Restrictions on construction work are the biggest factor in why the plans have been delayed, Campbell said.
“The project is due to go back to Board anyway, and the Finance Committee in June”, she continued. “So working with our cost consultants we will be looking at all of the implications around any revisions of the overall programme for the delivery of E3.”
“The team is working through a number of scenarios with how we can continue to move forward in the project in a way that is minimising any risk to Trinity. And that would be the same for any project, that is always going to be ongoing work and the cost consultants are always reiterating the overall cost of the programme based on market insights.”
“It is difficult to plan anything further until we know when we will be back in business”, Campbell said. “The exact month in 2023 really depends on these Covid restrictions”
The E3 Learning Foundry – due to be named after Martin Naughton, who made a €25 million donation to the project – was expected to be completed in 2022.
The new building will facilitate an increase of one third to the number of STEM students, with an additional 1,800 places being created.
“Trinity has taken legal advice regarding this global emergency and the implications it will have with contracts around construction projects”, Campbell added.
Phase one of the project – the demolition of the biochemistry building – has already been completed. Phase two – further demolition of areas surrounding the zoology building – has been put on hold indefinitely.
“We are just thinking through how best to tackle that at the moment as that work cannot begin as no one can access the site”, Campbell said.

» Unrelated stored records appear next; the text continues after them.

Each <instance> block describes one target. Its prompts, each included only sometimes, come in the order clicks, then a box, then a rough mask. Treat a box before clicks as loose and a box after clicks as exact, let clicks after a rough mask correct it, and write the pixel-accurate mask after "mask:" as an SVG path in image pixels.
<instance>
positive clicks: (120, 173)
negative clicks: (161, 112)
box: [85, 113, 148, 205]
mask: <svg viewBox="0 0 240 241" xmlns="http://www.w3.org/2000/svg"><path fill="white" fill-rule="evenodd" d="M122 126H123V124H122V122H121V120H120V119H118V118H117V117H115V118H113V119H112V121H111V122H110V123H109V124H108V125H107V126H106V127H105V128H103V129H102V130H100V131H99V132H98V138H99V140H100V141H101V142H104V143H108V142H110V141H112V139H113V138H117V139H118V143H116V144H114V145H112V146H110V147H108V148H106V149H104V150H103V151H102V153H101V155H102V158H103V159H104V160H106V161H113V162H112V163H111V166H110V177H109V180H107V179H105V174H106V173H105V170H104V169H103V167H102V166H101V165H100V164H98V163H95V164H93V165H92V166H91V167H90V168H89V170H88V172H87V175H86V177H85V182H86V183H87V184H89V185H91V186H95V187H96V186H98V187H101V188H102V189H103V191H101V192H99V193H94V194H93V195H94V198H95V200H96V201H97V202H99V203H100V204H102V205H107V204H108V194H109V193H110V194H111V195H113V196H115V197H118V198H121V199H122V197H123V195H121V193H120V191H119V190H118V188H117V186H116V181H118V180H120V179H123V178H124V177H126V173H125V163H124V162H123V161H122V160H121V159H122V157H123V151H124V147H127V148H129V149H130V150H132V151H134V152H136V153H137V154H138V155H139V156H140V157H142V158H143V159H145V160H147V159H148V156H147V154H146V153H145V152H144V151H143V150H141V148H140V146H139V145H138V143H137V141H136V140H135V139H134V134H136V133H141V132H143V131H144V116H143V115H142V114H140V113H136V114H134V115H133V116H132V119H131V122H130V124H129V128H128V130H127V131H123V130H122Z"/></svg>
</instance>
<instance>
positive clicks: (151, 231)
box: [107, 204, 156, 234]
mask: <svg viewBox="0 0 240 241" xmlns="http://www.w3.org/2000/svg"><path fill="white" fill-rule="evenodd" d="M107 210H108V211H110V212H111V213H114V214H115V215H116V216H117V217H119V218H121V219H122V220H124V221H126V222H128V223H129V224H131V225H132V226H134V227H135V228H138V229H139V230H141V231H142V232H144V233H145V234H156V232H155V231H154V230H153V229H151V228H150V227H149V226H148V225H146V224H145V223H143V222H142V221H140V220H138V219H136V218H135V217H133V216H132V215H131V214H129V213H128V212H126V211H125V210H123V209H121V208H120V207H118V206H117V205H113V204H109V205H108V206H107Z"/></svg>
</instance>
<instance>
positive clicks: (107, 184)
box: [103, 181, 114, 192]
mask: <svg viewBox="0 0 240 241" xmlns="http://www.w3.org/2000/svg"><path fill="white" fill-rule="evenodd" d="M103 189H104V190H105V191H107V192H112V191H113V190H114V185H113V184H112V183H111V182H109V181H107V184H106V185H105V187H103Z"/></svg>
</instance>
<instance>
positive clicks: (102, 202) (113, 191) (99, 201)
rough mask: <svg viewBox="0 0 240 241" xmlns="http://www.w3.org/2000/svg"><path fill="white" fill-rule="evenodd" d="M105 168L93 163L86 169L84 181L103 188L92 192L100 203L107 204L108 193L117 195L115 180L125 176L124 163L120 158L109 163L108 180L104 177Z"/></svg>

Earlier this year, The University Times reported that Trinity made dramatic cutbacks to plans for the E3 Institute after a sharp decline in projected student income over the coming decades.
Confidential documents presented to Trinity’s College Board in November, obtained by The University Times, show major changes to the institute’s business plan, with projected costs down more than €55 million over a 30-year period.
The figures show a number of miscalculations in the previous business plan, approved by the College Board in February 2018, with an €85 million drop in expected student income – down from €659 million to €573 million.